Triton Regional School District released a tentative FY27 operating budget showing a $2,566,779 net increase and proposed staff reductions driven by enrollment declines and rising costs; officials warned some towns face substantially higher assessments and urged more early public engagement.

Triton Regional School Committee members reviewed a tentative FY27 operating budget that the committee had approved the night before and that includes an overall $2,566,779 increase over the current adjusted budget.

Superintendent said, "So, last night, the school committee approved fiscal 27," introducing a packet that outlines changes from the FY26 adjusted budget and the committee's assumptions for FY27. He told the group the tentative budget incorporates negotiated‑settlement assumptions, student‑transportation increases, retirement costs and health‑insurance adjustments.

Why it matters: rising transportation and pension expenses, unsettled collective‑bargaining talks and volatile special‑education and choice/charter tuition trends are forcing program and staffing decisions that will increase town assessments and affect classroom offerings.

What’s in the budget: the district plans reductions that together amount to roughly 27 FTEs across the district (characterized in the packet as a collective savings just under $1.713 million for the items shown). At the elementary level the packet shows about 10 FTE reductions (saving approximately $696,658), the middle school would lose one teacher per core content area plus two instructional assistants (about $476,000 in savings) and the high school would see reductions in elective sections. The budget also sets aside $1,783,000 to cover pending contract settlements with the largest bargaining units and provides a 25% salary set‑aside for unemployment exposure tied to reductions.

Officials emphasized program impacts: committee members said middle‑school teaming would be hard to sustain at lower enrollments and that some electives and less‑popular courses at the high school could be trimmed. The superintendent described the district’s LIFT re‑engagement program and said individualized team decisions had led in one case to the removal of a long standing 1:1 aide as the student gained independence.

Town assessments and scenarios: the committee outlined the statutory two‑step apportionment method (minimum local + enrollment) and shared town‑level impacts under the tentative figure: Newbury’s assessment would increase by about $656,660 (roughly 5.25%), Rowley by approximately $1.295 million (about 9%), and Salisbury by about $612,006.83 (3.7%). Finance Director Rich Poore later presented a higher hypothetical $4.2M starting point and said, "The number with, operating expenses and the capital assessment, would be, 13,780,834 for Newbury, $16,276,007.33 for Rowley, and 17,917,261 for Salisbury," noting those figures would represent substantially larger increases for each town.

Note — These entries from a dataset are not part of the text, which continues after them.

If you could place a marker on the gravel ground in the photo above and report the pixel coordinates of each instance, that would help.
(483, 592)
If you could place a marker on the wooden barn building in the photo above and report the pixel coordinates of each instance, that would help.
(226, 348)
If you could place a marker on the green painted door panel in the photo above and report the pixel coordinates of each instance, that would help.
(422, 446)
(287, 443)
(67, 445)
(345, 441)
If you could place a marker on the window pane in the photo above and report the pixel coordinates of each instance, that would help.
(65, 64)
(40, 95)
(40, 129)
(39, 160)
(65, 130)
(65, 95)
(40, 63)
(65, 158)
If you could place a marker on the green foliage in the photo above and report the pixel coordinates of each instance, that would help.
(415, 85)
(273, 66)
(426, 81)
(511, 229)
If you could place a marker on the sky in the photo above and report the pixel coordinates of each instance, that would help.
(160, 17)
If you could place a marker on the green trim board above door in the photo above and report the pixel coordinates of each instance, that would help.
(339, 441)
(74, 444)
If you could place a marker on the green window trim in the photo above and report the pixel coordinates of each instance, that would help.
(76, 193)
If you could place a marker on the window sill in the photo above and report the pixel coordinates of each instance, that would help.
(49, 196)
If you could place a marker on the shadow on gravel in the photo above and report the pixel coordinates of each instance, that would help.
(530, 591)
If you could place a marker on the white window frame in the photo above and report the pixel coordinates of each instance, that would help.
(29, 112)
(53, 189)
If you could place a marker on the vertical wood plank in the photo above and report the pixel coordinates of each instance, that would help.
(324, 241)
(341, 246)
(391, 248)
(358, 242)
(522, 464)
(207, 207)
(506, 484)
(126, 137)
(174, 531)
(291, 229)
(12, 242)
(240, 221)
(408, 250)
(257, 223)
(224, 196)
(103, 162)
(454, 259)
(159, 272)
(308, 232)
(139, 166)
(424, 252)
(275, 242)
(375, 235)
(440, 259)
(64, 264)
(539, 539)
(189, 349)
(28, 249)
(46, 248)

Public concern and process questions: parents and committee members pressed why particular cuts are being proposed this fiscal year, whether they had a meaningful chance to influence the tentative budget and how communication to parents will be handled. Committee members noted a roughly 31% districtwide enrollment decline since 2010 and urged earlier community engagement and clearer scenario modeling in future budget cycles.

What’s next: the budget process continues toward the final March vote and a fall adjusted budget; the committee scheduled continued outreach and will provide packet documentation for town planning. The committee also noted negotiations remain open and assumptions could change ahead of the final vote.